Boy, did I ever take breathing for granted.
Yes, I knew that we have to breathe in order to live. Yes, I knew in general terms that good breathing is essential to good health. But man-o-man, through my recent bout of pneumonia, I learned a hard lesson about what starts to go wrong when you don’t breathe right.
Apparently, normal oxygen levels in your blood range from 95% to 100%. At these levels, everything is hunky-dory.
But when it slips down to the 94% and below range, bizarre things start to happen since your red blood cells can’t get any oxygen anymore.

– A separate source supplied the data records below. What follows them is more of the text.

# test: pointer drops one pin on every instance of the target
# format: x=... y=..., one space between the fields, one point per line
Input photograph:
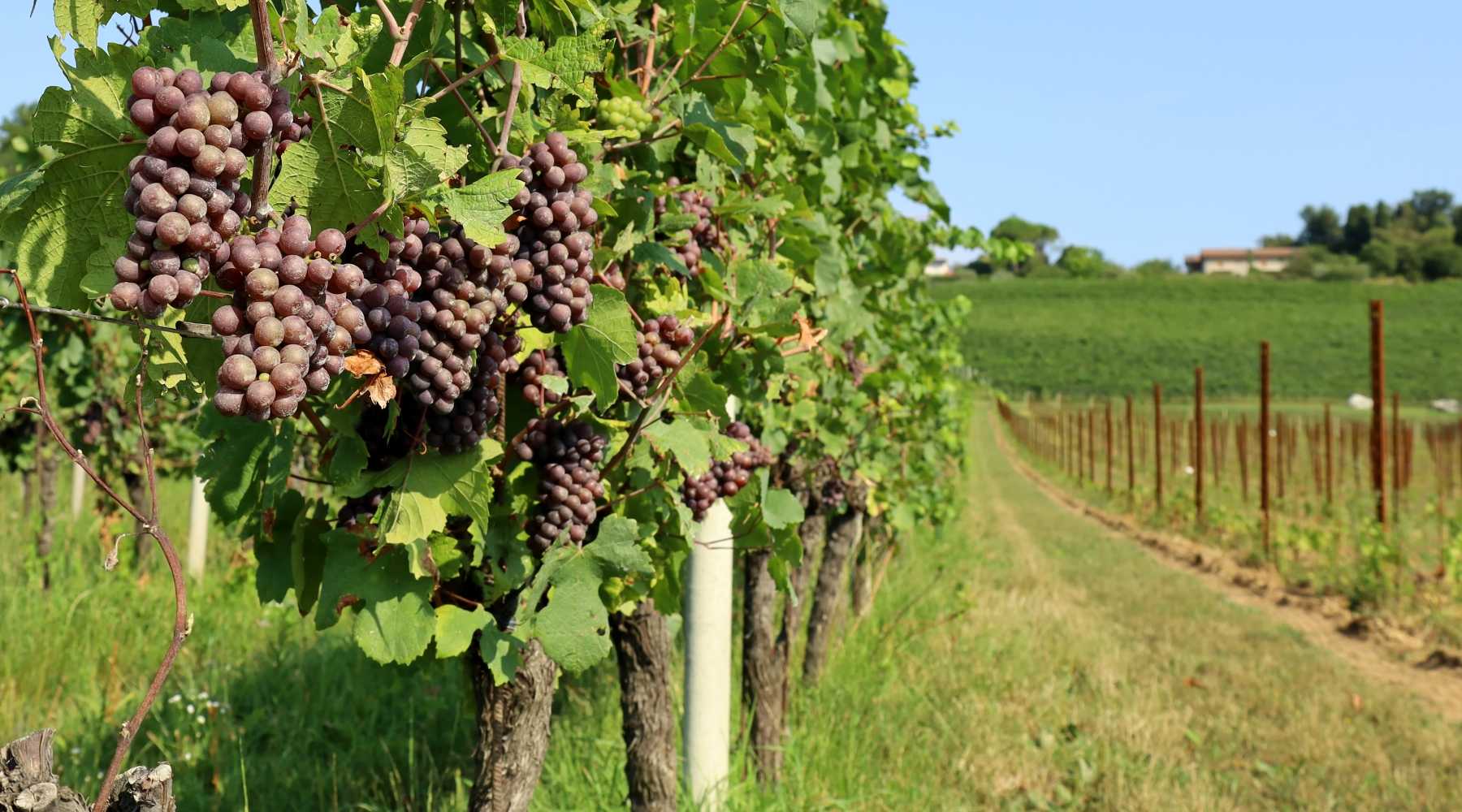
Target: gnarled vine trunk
x=28 y=782
x=642 y=650
x=869 y=558
x=762 y=667
x=831 y=594
x=512 y=729
x=813 y=533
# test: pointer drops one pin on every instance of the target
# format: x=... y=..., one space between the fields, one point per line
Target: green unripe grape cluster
x=625 y=113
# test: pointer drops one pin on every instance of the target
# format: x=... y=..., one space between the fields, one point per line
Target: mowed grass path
x=1041 y=662
x=1113 y=338
x=1021 y=659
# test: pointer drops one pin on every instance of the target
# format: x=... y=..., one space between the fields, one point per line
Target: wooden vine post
x=1378 y=433
x=1198 y=444
x=1264 y=449
x=1157 y=442
x=1132 y=464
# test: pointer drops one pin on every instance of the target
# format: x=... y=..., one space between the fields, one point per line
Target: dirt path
x=1379 y=653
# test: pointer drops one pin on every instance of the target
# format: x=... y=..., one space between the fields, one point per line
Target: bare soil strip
x=1379 y=649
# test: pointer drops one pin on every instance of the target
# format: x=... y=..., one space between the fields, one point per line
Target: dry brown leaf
x=382 y=391
x=361 y=362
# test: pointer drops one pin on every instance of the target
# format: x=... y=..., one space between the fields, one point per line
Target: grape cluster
x=528 y=376
x=660 y=343
x=835 y=488
x=297 y=130
x=290 y=323
x=568 y=457
x=625 y=113
x=184 y=188
x=471 y=413
x=429 y=304
x=703 y=234
x=551 y=248
x=725 y=478
x=357 y=512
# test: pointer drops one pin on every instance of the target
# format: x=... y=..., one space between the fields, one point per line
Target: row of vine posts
x=789 y=119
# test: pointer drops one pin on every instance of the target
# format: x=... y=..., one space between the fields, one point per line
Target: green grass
x=1120 y=336
x=1018 y=659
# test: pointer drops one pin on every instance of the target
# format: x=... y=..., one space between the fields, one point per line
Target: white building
x=941 y=269
x=1240 y=261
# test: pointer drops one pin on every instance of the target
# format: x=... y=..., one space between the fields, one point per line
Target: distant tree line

Mine went down to 93%. So what happened to me?
Lungs with Pneumonia
Well, I had the typical symptoms of shortness of breath, chronic coughing and fatigue… but I’ve felt these things before from simple flu viruses.  The two main (and scariest) things this time (that I had never experienced before) were disorientation and panic.  
I was powerless. All I could do was sit upright on the edge of the bed, leaning forward slightly. I stared at nothing in particular, and found that real time for me (what the philosophers refer to as “ontological time”) became suspended. I was living from moment-to-moment, not in the sense of nirvana, where you’re “at one with the universe,” but moment-to-moment as in living from paycheck to paycheck: no security and lots of fear because you’re pretty much at the end of your rope and you wonder whether or not you will survive.
I had little sense of my surroundings or of others around me. If you had asked me what I needed, I wouldn’t have been able to tell you, other than I needed to BREATHE.
It was downright scary.
Now that the pneumonia has released its tight grip on me, my oxygen levels are back up to a normal range. I’m still tired and cough a bit, but at least I’m not surviving on short breaths any more. Most importantly, though, the disorientation and panic have retreated.
But my recent experience has made me hypersensitive to miniscule fluctuations in my breathing. I find myself constantly monitoring my “ins” and “outs.” I wonder how long this heightened awareness will last.